In molecular biology, the ATP-dependent Clp protease adaptor protein ClpS is a bacterial protein. In the bacterial cytosol, ATP-dependent protein degradation is performed by several different chaperone-protease pairs, including ClpAP. ClpS directly influences the ClpAP machine by binding to the N-terminal domain of the chaperone ClpA. The degradation of ClpAP substrates, both SsrA-tagged proteins and ClpA itself, is specifically inhibited by ClpS. ClpS modifies ClpA substrate specificity, potentially redirecting degradation by ClpAP toward aggregated proteins.

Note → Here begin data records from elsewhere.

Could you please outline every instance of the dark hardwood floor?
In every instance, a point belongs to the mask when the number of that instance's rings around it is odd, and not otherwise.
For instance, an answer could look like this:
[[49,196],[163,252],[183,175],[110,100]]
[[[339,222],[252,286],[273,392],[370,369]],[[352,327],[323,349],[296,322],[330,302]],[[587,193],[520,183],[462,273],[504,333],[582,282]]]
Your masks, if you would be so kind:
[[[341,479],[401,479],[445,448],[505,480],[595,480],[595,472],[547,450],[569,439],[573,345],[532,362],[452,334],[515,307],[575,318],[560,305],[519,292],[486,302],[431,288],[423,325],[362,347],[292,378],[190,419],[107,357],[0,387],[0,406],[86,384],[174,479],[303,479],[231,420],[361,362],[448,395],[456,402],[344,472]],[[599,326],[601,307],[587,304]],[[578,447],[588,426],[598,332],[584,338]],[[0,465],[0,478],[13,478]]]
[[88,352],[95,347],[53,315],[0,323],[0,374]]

ClpS is a small alpha/beta protein that consists of three alpha-helices connected to three antiparallel beta-strands. The protein has a globular shape, with a curved layer of three antiparallel alpha-helices over a twisted antiparallel beta-sheet. Dimerization of ClpS may occur through its N-terminal domain. This short extended N-terminal region in ClpS is followed by the central seven-residue beta-strand, which is flanked by two other beta-strands in a small beta-sheet.